Parts of a law expanding authorities' ability to conduct surveillance operations were ruled unconstitutional by Germany's highest court. The case is seen as a bellwether for the fate of similar laws in other states.

Police officers in Mecklenburg-Lower Pomerania
The law also expanded the powers of undercover police officersImage: Jens Büttner/dpa/picture alliance

Germany's Federal Constitutional Court (BVerfG) ruled on Wednesday that increased police powers in the northern state of Mecklenburg-Lower Pomeria were partially unconstitutional.

The court gave the state government until the end of the year to reform the laws, taking issue with how they were framed.

What do the new laws entail?

At the heart of the case are a set of 2020 laws that expanded the use of surveillance measures such as wiretapping, drone video recordings and undercover policing.

Controversial from the beginning, the lawsuit was organized by the German Society for Civil Rights (GFF). The plaintiffs were a group of citizens that included a lawyer, a journalist, and members of the fan scene for soccer team FC Hansa-Rostock.

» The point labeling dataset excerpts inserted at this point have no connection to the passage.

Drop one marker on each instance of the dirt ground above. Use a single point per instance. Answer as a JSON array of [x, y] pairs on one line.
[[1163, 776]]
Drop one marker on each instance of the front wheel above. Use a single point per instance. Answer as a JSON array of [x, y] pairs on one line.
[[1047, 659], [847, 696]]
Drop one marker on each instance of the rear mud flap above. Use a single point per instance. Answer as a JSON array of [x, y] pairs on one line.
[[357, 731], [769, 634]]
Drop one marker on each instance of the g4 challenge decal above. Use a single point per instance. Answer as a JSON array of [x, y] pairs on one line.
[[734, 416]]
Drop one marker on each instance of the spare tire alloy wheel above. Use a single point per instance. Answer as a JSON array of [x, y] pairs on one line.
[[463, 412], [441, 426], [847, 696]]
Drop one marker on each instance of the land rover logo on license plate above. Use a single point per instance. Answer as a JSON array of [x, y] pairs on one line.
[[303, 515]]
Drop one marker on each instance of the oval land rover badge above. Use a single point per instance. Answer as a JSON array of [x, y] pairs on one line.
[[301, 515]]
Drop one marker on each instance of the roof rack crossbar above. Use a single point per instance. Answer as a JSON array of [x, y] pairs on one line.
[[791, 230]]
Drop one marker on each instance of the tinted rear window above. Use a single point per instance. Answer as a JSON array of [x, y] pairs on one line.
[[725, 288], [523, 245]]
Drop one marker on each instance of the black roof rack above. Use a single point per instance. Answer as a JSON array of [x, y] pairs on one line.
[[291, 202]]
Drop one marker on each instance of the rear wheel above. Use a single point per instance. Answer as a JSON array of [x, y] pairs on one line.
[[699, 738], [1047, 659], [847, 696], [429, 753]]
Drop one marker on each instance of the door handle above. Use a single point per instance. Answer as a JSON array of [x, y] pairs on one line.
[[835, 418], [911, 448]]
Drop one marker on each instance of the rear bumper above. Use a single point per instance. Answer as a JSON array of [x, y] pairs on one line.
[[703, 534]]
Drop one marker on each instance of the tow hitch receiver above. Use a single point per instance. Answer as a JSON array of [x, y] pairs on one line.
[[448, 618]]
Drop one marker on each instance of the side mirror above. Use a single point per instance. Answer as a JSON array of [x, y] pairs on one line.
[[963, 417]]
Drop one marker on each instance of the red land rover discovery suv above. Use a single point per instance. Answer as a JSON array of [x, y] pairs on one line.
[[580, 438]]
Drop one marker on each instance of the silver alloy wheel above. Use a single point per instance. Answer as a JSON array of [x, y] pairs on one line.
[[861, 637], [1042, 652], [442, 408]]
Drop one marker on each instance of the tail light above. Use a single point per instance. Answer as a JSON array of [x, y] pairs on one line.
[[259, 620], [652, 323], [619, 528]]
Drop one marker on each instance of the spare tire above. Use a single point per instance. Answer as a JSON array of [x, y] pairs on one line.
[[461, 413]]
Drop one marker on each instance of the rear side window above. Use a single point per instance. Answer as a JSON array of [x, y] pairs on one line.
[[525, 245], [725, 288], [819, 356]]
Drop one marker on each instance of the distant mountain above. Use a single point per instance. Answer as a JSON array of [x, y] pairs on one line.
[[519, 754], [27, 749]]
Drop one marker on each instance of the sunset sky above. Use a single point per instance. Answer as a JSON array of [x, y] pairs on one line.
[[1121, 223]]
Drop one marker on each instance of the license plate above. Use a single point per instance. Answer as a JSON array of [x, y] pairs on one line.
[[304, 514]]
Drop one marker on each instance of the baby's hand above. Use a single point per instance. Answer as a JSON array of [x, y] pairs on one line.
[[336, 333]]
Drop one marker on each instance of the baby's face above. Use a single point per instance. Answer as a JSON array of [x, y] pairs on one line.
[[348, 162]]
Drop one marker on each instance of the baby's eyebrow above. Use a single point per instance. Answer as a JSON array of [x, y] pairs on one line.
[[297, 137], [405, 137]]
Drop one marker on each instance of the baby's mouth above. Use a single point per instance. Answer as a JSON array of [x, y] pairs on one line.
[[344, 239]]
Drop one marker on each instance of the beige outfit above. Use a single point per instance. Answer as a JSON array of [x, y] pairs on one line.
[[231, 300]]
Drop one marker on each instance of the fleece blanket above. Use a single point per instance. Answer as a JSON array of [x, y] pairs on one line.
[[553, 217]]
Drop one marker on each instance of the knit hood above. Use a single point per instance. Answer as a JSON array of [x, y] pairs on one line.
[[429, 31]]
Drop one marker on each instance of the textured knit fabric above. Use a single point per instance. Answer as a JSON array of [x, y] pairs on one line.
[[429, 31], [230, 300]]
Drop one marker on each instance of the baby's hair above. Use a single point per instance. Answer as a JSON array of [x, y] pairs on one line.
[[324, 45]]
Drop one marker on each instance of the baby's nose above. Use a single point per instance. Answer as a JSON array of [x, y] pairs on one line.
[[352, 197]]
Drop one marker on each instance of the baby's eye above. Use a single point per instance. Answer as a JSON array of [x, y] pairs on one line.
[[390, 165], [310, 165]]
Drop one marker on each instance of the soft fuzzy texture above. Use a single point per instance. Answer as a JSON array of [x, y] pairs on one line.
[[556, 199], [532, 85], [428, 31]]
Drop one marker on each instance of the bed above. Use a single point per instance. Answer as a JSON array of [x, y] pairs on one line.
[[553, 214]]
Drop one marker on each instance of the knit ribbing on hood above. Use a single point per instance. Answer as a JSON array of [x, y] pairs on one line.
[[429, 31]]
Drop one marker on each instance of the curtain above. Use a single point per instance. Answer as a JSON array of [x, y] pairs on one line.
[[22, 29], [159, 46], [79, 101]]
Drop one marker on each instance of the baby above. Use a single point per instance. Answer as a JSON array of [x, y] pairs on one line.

Lawyers argued that the so-called Security and Order Law (SOG) invaded personal liberties by allowing police to install spyware on phones and computers or use drones to capture video of suspects. Authorities were given the right to take such measures with only probable cause, the plaintiffs argued, and without the need for hard evidence of a danger to the community.

The police said they could only carry out these measures if they obtained a court order from the judge.

The case is seen as a possible indicator of the fate of similar laws that have been enacted across Germany's 16 federal states.